Last updated: 30.09.14

Online learning equal to traditional education, says MIT

Although millions of people across the globe are signed up to some sort of online learning course, sceptics still suggest the quality of education provided by e-learning pales in comparison to that of traditional learning. However, a new report claims that this is far from the truth.

A new study - published in the International Review of Research in Open and Distance Learning - from the US-based Massachusetts Institute of Technology (MIT) could make even the most stubborn naysayer change their minds about online learning.

Researchers have discovered that not only is e-learning effective, it is as valuable as what is being taught in classrooms - no matter how prepared or knowledgeable the students are.

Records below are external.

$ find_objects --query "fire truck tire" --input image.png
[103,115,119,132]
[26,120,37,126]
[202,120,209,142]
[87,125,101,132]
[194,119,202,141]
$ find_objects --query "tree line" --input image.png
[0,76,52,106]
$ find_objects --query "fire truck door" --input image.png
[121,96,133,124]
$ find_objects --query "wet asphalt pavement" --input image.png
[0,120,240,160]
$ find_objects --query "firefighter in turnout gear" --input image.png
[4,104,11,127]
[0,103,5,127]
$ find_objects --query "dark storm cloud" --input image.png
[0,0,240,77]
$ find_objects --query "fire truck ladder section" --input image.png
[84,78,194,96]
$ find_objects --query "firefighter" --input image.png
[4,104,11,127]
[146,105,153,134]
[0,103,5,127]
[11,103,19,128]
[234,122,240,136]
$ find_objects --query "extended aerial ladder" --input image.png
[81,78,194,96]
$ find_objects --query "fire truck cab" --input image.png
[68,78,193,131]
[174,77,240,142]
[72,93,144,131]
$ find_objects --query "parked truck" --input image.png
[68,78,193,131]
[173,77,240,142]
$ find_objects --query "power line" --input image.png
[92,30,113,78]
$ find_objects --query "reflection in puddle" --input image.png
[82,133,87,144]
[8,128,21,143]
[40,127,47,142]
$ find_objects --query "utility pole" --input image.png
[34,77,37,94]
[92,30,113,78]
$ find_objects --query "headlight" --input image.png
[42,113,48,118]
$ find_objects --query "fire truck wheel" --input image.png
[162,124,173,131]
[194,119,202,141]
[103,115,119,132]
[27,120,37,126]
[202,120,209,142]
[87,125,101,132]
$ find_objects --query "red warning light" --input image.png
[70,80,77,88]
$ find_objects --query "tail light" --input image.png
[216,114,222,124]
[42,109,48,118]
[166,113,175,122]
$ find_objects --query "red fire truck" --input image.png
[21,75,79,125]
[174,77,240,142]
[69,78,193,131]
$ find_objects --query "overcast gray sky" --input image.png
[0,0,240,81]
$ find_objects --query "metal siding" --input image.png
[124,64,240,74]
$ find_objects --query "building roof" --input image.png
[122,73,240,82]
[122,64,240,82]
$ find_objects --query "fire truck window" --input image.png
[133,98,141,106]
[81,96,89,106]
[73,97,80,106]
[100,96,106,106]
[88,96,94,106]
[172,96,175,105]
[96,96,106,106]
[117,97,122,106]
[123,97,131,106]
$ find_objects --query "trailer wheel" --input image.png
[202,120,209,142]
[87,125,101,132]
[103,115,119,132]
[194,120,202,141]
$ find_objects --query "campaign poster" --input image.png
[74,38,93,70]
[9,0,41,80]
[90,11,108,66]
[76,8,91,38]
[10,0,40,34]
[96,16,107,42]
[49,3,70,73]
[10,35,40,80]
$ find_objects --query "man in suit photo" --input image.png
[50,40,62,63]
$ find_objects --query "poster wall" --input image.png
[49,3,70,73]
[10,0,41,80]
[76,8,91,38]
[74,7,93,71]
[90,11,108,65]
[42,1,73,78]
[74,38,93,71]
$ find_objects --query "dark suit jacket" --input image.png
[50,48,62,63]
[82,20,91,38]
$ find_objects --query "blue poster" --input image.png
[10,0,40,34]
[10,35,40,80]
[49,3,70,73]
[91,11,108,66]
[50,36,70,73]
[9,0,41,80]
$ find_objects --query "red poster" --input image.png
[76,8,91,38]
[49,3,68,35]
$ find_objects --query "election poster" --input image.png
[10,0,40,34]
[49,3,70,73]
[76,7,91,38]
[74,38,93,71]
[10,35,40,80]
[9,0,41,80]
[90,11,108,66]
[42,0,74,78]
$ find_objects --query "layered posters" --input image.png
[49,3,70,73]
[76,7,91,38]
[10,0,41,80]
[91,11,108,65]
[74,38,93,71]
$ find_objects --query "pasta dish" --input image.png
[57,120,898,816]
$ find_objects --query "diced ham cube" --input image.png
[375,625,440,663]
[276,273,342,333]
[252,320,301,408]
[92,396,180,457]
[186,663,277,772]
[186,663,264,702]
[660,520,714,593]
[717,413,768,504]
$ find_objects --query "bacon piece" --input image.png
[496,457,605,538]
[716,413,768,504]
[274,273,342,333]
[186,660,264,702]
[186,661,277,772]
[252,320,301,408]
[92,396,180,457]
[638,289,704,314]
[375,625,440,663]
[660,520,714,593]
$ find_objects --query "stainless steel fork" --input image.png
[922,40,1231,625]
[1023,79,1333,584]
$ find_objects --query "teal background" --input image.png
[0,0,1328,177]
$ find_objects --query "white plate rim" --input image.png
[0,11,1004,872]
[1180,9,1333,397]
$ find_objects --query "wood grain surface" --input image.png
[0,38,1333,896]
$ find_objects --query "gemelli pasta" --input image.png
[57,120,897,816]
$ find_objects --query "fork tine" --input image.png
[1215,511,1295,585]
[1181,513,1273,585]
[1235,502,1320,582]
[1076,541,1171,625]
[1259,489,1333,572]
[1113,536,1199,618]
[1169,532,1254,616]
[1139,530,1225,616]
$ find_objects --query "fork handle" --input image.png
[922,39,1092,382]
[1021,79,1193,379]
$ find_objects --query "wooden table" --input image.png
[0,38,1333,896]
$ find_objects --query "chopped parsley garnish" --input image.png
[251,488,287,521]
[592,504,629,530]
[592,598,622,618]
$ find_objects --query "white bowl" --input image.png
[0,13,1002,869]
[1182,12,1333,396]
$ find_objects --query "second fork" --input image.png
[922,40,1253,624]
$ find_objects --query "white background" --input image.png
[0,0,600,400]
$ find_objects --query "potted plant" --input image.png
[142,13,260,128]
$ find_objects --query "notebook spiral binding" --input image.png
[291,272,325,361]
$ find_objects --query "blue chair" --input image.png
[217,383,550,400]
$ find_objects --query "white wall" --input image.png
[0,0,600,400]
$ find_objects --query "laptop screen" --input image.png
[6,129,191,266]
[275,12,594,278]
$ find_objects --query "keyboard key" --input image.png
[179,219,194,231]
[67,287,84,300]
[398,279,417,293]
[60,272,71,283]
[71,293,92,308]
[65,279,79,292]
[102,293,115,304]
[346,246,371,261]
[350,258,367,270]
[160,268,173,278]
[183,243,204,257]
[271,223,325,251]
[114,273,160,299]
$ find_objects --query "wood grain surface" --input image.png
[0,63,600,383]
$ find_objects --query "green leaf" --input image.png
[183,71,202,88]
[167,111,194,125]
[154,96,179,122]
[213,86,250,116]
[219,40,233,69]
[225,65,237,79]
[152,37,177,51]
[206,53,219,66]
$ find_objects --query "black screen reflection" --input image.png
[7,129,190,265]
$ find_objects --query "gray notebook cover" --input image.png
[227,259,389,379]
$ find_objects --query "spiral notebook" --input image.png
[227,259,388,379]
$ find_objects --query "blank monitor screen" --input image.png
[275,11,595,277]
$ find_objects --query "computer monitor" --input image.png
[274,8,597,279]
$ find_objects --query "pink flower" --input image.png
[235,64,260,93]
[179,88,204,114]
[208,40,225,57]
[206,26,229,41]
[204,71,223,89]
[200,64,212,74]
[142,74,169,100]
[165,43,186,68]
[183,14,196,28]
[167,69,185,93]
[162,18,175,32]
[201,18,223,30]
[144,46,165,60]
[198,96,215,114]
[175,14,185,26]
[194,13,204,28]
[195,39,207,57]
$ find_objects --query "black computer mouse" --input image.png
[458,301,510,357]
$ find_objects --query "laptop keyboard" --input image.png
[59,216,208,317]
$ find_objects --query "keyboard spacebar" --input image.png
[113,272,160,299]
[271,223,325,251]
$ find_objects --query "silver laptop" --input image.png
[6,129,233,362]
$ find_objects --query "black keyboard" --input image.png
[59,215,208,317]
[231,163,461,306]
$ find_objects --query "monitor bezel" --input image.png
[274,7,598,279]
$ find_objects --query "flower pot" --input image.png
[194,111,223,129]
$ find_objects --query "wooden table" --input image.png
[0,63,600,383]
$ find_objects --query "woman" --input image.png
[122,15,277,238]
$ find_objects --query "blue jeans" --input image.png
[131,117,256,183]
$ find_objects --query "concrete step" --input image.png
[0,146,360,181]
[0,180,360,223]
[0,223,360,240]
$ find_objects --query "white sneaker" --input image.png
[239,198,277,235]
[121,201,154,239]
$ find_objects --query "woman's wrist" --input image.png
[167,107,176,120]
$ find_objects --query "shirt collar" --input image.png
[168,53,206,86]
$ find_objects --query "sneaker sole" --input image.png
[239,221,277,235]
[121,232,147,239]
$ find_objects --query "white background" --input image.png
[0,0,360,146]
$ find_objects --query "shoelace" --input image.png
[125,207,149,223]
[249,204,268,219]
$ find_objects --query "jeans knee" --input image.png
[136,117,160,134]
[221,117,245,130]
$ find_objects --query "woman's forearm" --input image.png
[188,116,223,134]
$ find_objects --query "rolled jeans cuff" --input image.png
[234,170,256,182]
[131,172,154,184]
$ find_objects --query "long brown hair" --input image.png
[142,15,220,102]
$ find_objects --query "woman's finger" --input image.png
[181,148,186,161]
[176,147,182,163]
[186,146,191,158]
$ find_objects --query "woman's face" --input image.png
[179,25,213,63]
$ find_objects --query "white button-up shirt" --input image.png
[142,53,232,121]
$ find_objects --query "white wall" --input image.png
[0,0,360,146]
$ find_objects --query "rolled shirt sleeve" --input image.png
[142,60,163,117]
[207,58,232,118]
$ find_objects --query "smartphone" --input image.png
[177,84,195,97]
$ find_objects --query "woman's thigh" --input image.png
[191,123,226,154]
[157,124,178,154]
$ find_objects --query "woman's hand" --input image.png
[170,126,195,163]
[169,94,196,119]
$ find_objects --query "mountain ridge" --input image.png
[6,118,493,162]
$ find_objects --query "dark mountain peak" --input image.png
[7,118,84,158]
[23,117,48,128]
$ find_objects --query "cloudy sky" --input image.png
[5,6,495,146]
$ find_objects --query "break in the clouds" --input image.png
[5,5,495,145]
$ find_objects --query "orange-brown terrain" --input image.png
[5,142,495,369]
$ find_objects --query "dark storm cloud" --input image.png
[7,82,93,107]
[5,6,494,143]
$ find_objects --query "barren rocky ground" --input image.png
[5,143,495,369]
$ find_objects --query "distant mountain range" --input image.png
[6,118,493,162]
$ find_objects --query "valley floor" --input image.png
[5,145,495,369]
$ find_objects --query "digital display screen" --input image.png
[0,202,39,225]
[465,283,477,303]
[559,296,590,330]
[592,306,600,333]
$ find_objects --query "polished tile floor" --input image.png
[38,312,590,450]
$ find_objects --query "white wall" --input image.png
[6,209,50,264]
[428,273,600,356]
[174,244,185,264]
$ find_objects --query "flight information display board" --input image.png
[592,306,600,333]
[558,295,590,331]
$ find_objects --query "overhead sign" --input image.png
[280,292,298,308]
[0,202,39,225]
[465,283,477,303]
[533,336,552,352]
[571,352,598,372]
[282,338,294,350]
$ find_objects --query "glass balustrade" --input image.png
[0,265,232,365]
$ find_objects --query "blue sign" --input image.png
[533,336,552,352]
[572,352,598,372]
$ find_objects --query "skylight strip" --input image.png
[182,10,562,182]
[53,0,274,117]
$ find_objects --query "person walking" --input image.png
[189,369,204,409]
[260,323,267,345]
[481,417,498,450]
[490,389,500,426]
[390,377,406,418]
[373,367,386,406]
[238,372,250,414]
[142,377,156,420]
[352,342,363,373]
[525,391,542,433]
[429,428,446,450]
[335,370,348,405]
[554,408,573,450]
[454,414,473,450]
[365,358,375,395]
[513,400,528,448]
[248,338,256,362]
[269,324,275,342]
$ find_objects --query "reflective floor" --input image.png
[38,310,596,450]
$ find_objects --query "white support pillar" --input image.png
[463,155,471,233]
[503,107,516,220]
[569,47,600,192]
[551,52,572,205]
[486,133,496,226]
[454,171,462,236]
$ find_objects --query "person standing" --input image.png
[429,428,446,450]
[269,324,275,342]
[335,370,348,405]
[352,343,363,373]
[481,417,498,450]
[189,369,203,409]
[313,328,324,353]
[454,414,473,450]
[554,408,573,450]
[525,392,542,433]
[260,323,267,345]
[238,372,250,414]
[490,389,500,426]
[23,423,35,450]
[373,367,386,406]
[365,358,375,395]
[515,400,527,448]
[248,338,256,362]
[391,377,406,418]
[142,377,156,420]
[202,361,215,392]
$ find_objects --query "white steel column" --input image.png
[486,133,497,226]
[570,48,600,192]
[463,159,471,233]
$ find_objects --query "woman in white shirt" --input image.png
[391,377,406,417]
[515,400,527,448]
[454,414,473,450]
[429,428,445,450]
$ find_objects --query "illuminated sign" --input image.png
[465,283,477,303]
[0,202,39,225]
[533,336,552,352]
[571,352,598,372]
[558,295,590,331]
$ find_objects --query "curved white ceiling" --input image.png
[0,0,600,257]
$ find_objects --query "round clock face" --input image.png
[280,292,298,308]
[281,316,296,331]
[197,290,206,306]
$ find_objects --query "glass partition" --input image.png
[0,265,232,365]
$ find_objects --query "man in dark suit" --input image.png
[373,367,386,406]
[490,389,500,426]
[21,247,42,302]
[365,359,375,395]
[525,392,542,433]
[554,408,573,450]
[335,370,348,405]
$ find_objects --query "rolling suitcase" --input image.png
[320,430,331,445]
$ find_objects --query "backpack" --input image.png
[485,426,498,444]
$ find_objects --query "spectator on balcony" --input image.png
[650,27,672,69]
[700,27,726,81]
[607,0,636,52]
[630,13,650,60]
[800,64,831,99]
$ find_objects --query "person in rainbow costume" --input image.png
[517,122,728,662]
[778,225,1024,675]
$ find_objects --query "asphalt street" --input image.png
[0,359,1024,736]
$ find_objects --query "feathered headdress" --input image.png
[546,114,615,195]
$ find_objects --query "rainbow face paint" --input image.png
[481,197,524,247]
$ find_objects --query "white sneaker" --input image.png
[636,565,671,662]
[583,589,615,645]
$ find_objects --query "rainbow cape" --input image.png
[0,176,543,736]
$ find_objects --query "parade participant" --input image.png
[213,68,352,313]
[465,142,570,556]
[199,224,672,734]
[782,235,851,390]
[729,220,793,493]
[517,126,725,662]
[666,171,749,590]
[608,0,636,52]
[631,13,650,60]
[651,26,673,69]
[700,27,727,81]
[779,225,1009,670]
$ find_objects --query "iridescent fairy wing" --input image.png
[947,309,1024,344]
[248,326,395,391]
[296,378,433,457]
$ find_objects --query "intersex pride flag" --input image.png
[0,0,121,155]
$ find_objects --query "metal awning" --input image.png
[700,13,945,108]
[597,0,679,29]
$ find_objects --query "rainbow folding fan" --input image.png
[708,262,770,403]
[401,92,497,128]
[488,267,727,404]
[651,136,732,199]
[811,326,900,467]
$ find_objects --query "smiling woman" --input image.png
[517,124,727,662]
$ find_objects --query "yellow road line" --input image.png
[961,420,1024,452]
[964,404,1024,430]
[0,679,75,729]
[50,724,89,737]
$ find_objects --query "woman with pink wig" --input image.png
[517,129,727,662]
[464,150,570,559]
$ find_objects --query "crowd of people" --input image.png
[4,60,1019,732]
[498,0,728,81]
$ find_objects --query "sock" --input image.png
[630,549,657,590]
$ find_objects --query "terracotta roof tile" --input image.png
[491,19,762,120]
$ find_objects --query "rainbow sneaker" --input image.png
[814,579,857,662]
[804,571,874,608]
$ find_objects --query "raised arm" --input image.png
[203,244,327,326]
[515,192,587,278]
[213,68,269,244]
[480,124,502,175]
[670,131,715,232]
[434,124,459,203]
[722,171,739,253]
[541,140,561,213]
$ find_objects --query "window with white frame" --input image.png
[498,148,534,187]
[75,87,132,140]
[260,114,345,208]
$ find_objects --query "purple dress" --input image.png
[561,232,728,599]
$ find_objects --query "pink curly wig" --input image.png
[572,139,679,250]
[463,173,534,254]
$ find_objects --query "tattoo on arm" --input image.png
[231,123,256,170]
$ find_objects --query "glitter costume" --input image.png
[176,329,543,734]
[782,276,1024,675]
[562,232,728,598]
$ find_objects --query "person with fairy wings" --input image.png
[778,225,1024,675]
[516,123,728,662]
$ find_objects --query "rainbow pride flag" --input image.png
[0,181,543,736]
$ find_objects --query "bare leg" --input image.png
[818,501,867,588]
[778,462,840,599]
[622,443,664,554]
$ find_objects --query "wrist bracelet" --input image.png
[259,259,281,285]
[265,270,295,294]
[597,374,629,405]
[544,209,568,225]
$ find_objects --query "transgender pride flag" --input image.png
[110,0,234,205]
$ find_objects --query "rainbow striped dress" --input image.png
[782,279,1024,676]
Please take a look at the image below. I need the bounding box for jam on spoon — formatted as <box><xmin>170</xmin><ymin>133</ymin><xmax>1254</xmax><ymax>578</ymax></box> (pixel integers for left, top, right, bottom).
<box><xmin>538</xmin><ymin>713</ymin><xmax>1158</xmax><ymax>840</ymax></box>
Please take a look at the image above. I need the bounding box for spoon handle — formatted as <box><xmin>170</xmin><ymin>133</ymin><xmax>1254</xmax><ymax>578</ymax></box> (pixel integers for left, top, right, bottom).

David Pritchard, co-author of the study and MIT's Cecil and Ida Green, professors of physics, told MIT News: "A number of well-known educators have said there isn't going to be much learning in Massive Open Online Courses (MOOCs) or if there is, it will be for people who are already well-educated."

The research team, comprised of experts from MIT, Harvard and Tsinghua University, conducted a test on students taking a MOOC in introductory mechanics and those taking the class on campus. They noted: “The amount learned is somewhat greater than in the traditional lecture-based course.”

In addition, the results were the same regardless of how prepared the students were, whether the individual started with a low level of knowledge regarding the subject or had previous experience. 

The team added: "That person would nevertheless have made substantial gains in understanding." 

According to the researchers, online learning produces equal, if not better, outcomes compared to those achieved in a traditional classroom. The team suggested than if education establishments wished to improve outcomes then they should provide a hybrid approach, combining the best elements of both.  

Professor Pritchard told MIT News that the study is "just the start of a process of mining the data that can be gained from these online classes."